Attempting to stay connected without exhaustion
Social media is bad, of course. But not entirely so. Sometimes I think about quitting it entirely, but every time it turns out to be difficult. Despite all the problems with social media platforms, they are a way to interface with a more global, diverse collection of people (users) than any editorial publication can provide, or for that matter, a closed forum/IRC/discord (or? Hm.)
I think that’s also why, on e.g. bluesky (woke twitter), I do end up looking at algorithmic feeds, and not just the chronological following one. (Another may be that at some point I can’t keep up with the chronological feed anyhow, I think.)
But it’s all still bad, so I like to try to make myself less dependent on these platforms. And, on reflection, I think why I stay on e.g. bluesky is not community. I am not a big poster, like most people I’m an audience member, and really most of these platforms are really various types of microblogging platforms – they are more like sets of soapboxes than social gatherings.
I know people do have communities on e.g. twitter and its derivatives, but I do think that those exist despite the platform, rather than using it as intended. These platforms are not facebook (not that facebook has been itself for a long time), and I try to treat them as places for posts, not socialisation (but the borders between those two are fuzzy). This is why part of my way to find alternatives is using an RSS reader.
Because – my problem isn’t that social media are asocial or necessarily make me feel bad (but they do that as well), but that it easily gets all too much. Post after post in an endless stream, and it’s so easy to just look for the next post until I get overwhelmed. But I do want to read articles/updates on certain things I follow – and RSS by contrast is manageable. I set the feed with complete authority, and when it’s empty, it’s empty.
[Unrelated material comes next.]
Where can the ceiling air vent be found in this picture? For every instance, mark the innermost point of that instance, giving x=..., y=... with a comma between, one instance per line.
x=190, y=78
And that’s the problem solved? Not really, I think. Social media still has the advantage of user-to-user communication, whereas RSS is only post-to-user. The algorithms of social media lets you discover new and unexpected things… sometimes. All at the mercy of algorithm-designers and random (not-so-random) fellow users, but still. There’s a dynamism to social media that old-hat platforms (online and off) can’t replicate…?
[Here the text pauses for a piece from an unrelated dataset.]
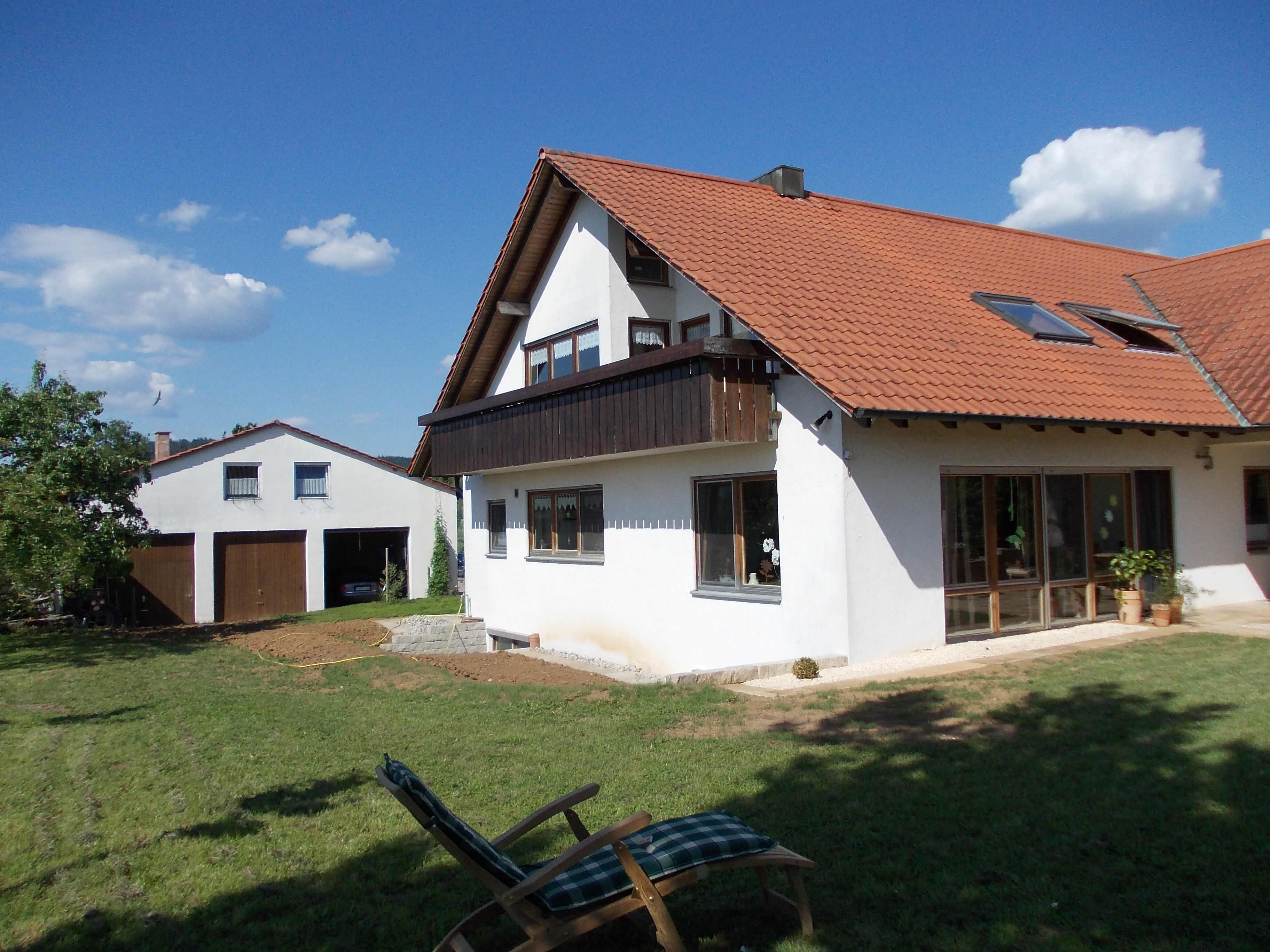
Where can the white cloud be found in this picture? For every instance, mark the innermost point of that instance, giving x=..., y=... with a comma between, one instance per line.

So I don’t want to quit fully, I think. But I try to have a certain attitude. I don’t expect a village, fireplace or whatever; instead, a place to find Posts and things, preferably things going elsewhere.
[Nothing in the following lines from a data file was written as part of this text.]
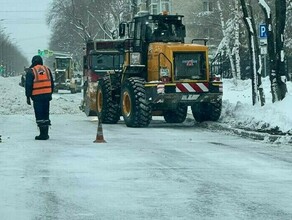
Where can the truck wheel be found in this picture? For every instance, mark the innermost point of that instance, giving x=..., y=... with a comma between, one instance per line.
x=107, y=109
x=176, y=116
x=136, y=110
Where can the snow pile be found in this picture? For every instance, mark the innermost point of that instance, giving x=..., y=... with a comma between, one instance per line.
x=237, y=110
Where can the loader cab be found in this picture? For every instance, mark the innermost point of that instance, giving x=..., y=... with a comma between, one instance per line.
x=147, y=28
x=158, y=28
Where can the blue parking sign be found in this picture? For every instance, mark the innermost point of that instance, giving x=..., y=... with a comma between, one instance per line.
x=263, y=31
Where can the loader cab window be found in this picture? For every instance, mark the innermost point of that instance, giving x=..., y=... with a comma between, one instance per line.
x=137, y=34
x=167, y=31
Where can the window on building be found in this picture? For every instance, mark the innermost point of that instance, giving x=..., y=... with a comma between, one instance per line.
x=154, y=8
x=207, y=5
x=165, y=5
Still, I think this – for me- shows the problem with things as they are. Social media feel very random. There’s no curation, and that’s what the old hat media gave – yes, gatekeeping, but also a manageable stream of new things. E.g., I genuinely find it difficult to find, or to get an overview of new books, games etc. Social media platforms don’t fix that but seems to be expected to (looking at you booktok). But it’s wholly insufficient.
And yet, even the publications that do exist, seem to always at some level to cater to social media palatability, filing of the spiky edges of avant-garde, idiosyncrasy or controversy.
I may be too harsh here, but… things feel like they’re stagnating. (And I wonder if this feeling is different from previous times. Previously I’ve hoped for the death of social media because it’s “bad” for various reasons, but I have a feeling that the – ahem – feeling of stagnation is new…)
Maybe there will be some kind of break at some point. I doubt e.g. neocities is that – it feels too nostalgia driven for that (as much as I adore the deeply personal/idiosyncratic nature of many of the sites here). Surely something more novel is in order. Or will we return to independent sites, forums and the like? And pay for journalism – which is probably necessary (and lo, the rise of worker-run news-sites in the anglosphere).
Back to exhaustion: This stagnation, and the lack of alternatives, at least if you want a certain level of connectedness, is probably why I still manage to exhaust myself (not helped by mental illness, of course) through social media, still. My activity goes up and down, and I think the unsolved tensions are part of it. I like the internet, in many ways I grew up here, and to me it remains a primary way of (in my efforts to combat my mental illness, attempting) socialisation but I would like a different one, that doesn’t revolve around microblogging.
Until then, I think it’s a question of staying on, while finding some equilibrium that allows that, but doesn’t invite regular exhaustion.